No era sólo que ese brillo recortase los objetos contra la pared, como el efecto de un foco de luz, sino que la habitación entera quedaba sumida en un ambiente de ensueño al brillar todos los objetos por todas sus partes, como si la luz saliese de ellos. Mientras observaba atentamente todo lo que ocurría a su alrededor, Lucía apenas reparó en lo que estaba haciendo, en que sus emociones se estaban materializando en esas gotitas de agua cristalina que relucía.
De repente, la puerta de la habitación se abrió y alguien entró en la habitación cerrando la puerta tras de sí. Era su compañera de piso, Ana, que había oído los lamentos de su amiga y había entrado en la habitación sin llamar. Se sentó en la cama junto a Lucía, encendió la lámpara de lava y empezó a hablarle para que se calmase. Aunque las palabras de Ana eran suaves y muy reconfortantes, parecía que las lágrimas no iban a parar nunca.

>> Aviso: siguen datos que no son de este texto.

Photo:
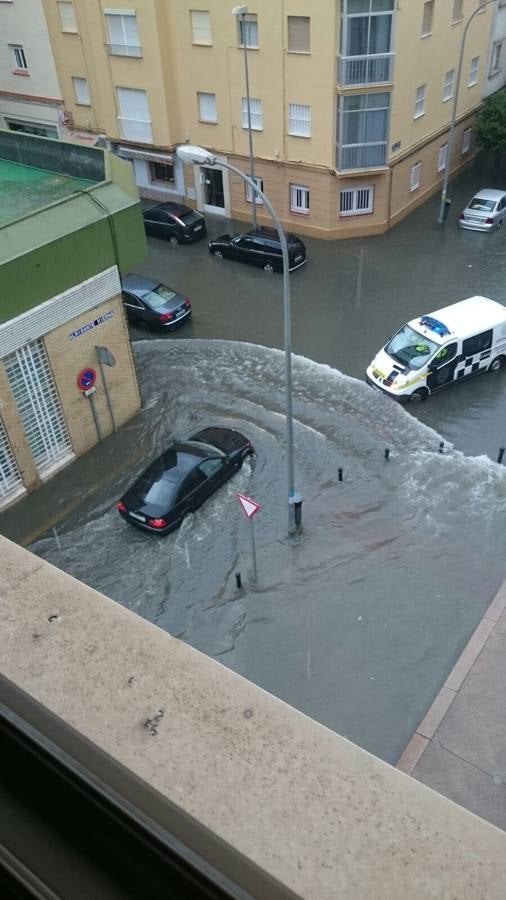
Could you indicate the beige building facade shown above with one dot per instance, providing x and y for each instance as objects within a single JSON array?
[{"x": 350, "y": 100}]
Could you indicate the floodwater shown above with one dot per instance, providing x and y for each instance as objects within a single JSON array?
[{"x": 357, "y": 622}]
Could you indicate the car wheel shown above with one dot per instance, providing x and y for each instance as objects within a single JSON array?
[
  {"x": 497, "y": 364},
  {"x": 419, "y": 396}
]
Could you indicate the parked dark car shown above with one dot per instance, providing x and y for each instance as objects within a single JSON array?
[
  {"x": 155, "y": 304},
  {"x": 174, "y": 222},
  {"x": 183, "y": 477},
  {"x": 260, "y": 247}
]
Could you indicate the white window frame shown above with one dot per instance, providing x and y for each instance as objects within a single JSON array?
[
  {"x": 473, "y": 71},
  {"x": 353, "y": 201},
  {"x": 204, "y": 99},
  {"x": 448, "y": 85},
  {"x": 299, "y": 120},
  {"x": 466, "y": 141},
  {"x": 256, "y": 112},
  {"x": 420, "y": 97},
  {"x": 442, "y": 157},
  {"x": 299, "y": 199},
  {"x": 67, "y": 15},
  {"x": 18, "y": 58},
  {"x": 200, "y": 20},
  {"x": 249, "y": 191},
  {"x": 248, "y": 24},
  {"x": 415, "y": 177}
]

No obstante, al cabo de diez unos minutos, Lucía se fue tranquilizando y acabó por dejar de llorar. Tras tres horas de llorar sin detenerse ni un instante — horas que a ella le parecieron al mismo tiempo minutos y toda una vida—, se detuvo bruscamente. La luz se fue al instante.
Ana le preguntó acerca de lo que le había pasado. Lucía empezó a explicarlo que ella era distinta, que cuando era pequeña había llorado una luz extraña y que eso la había marcado de por vida. Ana, extrañada, le dijo que cuando entró a la habitación no había visto ninguna luz, que estaba totalmente a oscuras y que sabía que ella estaba allí por los sollozos.

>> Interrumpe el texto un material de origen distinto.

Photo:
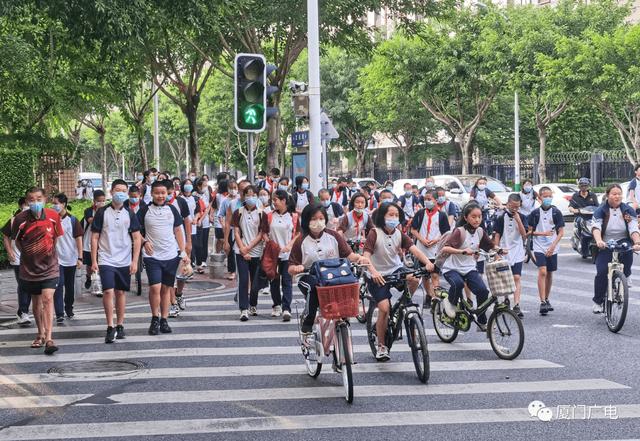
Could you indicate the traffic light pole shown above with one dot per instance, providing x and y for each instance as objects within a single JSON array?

A continuación de eso, Ana quiso saber el por qué de tanto llorar. Lucía se había quedado perpleja cuando su compañera le había dicho que no había visto luces extrañas que, de hecho, no había luz alguna en su dormitorio.

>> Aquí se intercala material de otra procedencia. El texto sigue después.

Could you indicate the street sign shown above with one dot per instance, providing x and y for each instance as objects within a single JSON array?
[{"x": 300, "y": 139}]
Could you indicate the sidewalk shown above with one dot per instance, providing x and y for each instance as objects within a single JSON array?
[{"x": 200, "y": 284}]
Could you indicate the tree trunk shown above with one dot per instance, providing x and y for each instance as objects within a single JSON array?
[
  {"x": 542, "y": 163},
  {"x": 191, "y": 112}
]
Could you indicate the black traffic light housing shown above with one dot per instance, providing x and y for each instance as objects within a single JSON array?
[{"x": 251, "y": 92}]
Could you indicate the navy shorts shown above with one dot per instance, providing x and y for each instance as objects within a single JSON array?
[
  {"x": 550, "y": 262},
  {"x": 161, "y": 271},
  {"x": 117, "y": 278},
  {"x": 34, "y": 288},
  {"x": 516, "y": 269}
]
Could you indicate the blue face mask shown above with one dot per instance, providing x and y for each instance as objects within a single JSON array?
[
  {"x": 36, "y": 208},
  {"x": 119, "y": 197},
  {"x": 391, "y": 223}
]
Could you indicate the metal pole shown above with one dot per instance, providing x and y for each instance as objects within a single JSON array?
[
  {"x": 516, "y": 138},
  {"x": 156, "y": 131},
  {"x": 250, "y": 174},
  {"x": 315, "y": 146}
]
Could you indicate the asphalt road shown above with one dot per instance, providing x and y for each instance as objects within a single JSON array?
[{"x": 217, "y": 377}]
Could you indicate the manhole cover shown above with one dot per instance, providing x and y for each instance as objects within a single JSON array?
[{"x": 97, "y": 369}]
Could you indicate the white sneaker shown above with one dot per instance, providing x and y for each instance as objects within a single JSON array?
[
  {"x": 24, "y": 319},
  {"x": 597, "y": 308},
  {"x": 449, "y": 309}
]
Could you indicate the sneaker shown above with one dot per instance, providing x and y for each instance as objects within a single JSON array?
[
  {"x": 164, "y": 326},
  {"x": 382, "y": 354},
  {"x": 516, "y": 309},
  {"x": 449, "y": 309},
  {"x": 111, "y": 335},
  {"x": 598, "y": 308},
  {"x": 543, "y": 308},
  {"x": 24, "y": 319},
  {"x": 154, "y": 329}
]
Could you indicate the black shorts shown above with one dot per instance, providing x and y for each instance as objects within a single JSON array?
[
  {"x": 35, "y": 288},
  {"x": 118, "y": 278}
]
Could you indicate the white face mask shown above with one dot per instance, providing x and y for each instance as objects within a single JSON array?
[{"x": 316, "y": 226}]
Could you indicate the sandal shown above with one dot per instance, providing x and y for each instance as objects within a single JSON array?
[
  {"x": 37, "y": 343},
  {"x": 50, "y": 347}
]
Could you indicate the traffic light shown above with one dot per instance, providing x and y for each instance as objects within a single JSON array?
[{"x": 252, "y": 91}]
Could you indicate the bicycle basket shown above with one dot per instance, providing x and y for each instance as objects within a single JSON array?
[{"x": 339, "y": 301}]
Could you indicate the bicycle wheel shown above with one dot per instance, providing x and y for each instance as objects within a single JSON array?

Diez minutos de silencio después, Lucía dijo una frase: “No sé por qué lloraba, pero sí por qué he parado”. Tras esto sonrió, abrazó a su amiga —atónita—, y se quedaron así una eternidad durante la cual Lucía volvió a llorar. Esta vez, las lágrimas que corrían por sus mejillas eran cristalinas y se perdían en los colores de su piel".